"The Winning Business Case: how to create a compelling conceptual, analytical and pitch model that your audience will love" is a free eBook from OCEG - more than 20,000 words of advice about generating and pitching a business case for investment in some sort of risk-based project or initiative.
The Open Compliance and Ethics Group identifies as:
"a global nonprofit think tank that helps organizations reliably achieve objectives, address uncertainty and act with integrity ... We inform, empower, and help advance our 85,000+ members on governance, risk management, and compliance (GRC). Independent of specific professions, we provide content, best practices, education, and certifications to drive leadership and business strategy through the application of the OCEG GRC Capability Model™ and Principled Performance®. An OCEG differentiator, Principled Performance enables the reliable achievement of objectives while addressing uncertainty and acting with integrity. Our members include c-suite, executive, management, and other professionals from small and midsize businesses, international corporations, nonprofits, and government agencies. Founded in 2002, OCEG has locations around the globe."
The eBook lays out and explains 15 activities or steps in the process. The sequence and of course the details within each step may vary according to circumstances but it's a comprehensive, well-written document, worth studying if you need to justify investment in risk or security management projects or related areas such as compliance, assurance, cybersecurity, business continuity and ISO27k.
With some adjustments, the process could also be valuable for operational budgets too: securing next year's budget for a business department or function is similar to getting approval for a project, especially if management takes a longer-term, strategic view rather than being solely annual in focus.
Thinking more broadly still, it could be useful for other kinds of proposal, such as when bidding for consultancy work. Maybe if prospective clients had a better appreciation of the effort it takes to prepare bids and proposals for them, they might be more inclined to engage with suppliers like us to discuss and clarify both their requirements and the offer on the table, rather than clamming-up so rudely!
It's quite a lot to read and comes across as a little theoretical in places, as if the authors are recounting techniques picked up from an MBA course or business textbook, but that's just my impression and may simply reflect the authors' style. This caught my beady eye for example:
"Uncertainty is not the same as risk. Risks can be calculated; uncertainty can’t. For example the risk that your next coin-flip will be heads is 50-50. On the other hand, what are the odds that regulators will overhaul their treatment of your industry in the next 20 years?

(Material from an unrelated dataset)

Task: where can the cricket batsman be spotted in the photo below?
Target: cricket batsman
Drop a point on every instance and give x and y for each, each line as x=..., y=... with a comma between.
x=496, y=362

Instinct might suggest an overhaul will probably happen, but you can’t model the chances of specific outcomes over that long a period. It’s uncertain."

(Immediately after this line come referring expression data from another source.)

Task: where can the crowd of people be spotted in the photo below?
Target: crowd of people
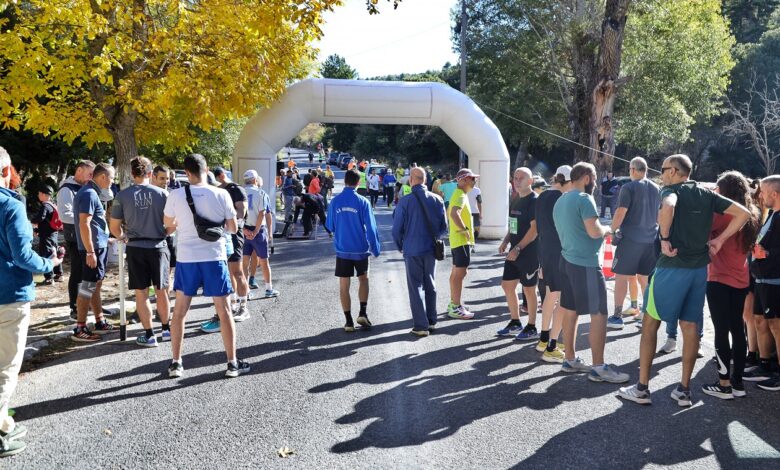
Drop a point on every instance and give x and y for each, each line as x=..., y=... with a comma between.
x=682, y=243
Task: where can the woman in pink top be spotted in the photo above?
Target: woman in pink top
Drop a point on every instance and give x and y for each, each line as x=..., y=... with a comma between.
x=727, y=286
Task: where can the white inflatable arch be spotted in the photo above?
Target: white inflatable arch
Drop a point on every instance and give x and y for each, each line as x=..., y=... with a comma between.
x=374, y=102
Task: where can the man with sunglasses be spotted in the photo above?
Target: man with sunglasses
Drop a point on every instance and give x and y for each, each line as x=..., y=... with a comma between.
x=679, y=283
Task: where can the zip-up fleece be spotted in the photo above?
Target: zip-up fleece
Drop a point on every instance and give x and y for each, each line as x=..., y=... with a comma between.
x=352, y=221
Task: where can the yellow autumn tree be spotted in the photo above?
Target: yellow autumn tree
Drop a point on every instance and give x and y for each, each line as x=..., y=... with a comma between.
x=132, y=72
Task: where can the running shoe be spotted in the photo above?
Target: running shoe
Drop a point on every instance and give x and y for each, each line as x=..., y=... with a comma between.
x=681, y=397
x=577, y=365
x=364, y=322
x=631, y=312
x=669, y=346
x=633, y=393
x=241, y=314
x=607, y=374
x=615, y=322
x=555, y=356
x=758, y=374
x=718, y=391
x=20, y=430
x=511, y=329
x=210, y=326
x=175, y=369
x=461, y=313
x=145, y=342
x=772, y=384
x=240, y=369
x=103, y=327
x=84, y=335
x=529, y=333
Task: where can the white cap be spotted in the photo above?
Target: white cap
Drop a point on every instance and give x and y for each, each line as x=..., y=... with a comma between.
x=565, y=171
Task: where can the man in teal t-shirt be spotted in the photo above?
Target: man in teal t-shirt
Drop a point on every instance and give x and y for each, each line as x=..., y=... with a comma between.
x=679, y=284
x=583, y=290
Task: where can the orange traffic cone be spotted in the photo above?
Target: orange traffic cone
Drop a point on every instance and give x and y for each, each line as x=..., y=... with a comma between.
x=606, y=265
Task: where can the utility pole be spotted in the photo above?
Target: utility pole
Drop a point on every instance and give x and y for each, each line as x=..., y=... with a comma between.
x=464, y=22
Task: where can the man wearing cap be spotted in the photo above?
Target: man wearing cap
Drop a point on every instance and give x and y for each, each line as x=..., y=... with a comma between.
x=635, y=227
x=47, y=236
x=583, y=291
x=461, y=241
x=17, y=263
x=549, y=247
x=258, y=229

I disagree with the assertion that "risks can be calculated [whereas] uncertainty can't", but if that's how they choose to distinguish and use the terms here, fair enough. At least they have offered definitions.
I particularly appreciate the advice to do the legwork, contacting, explaining and discussing the proposal with individuals who will in due course make the final decision in a forthcoming board or executive committee meeting. That's a trick I've learnt the hard way over the years but I seldom see it suggested in print. Writing a sound business case, proposal, business plan, budget request etc. is only half the battle. Influencers and decision makers need to be persuaded and convinced to support - or at least not block - the proposal, which takes time and effort, mostly one-on-one. Appreciating that 'socialising' our proposals is a worthwhile if not necessary part of the process is a good start for those of us who over-rely on formal proposals and rational arguments based on facts and models, ignoring the emotional and personal aspects at our peril.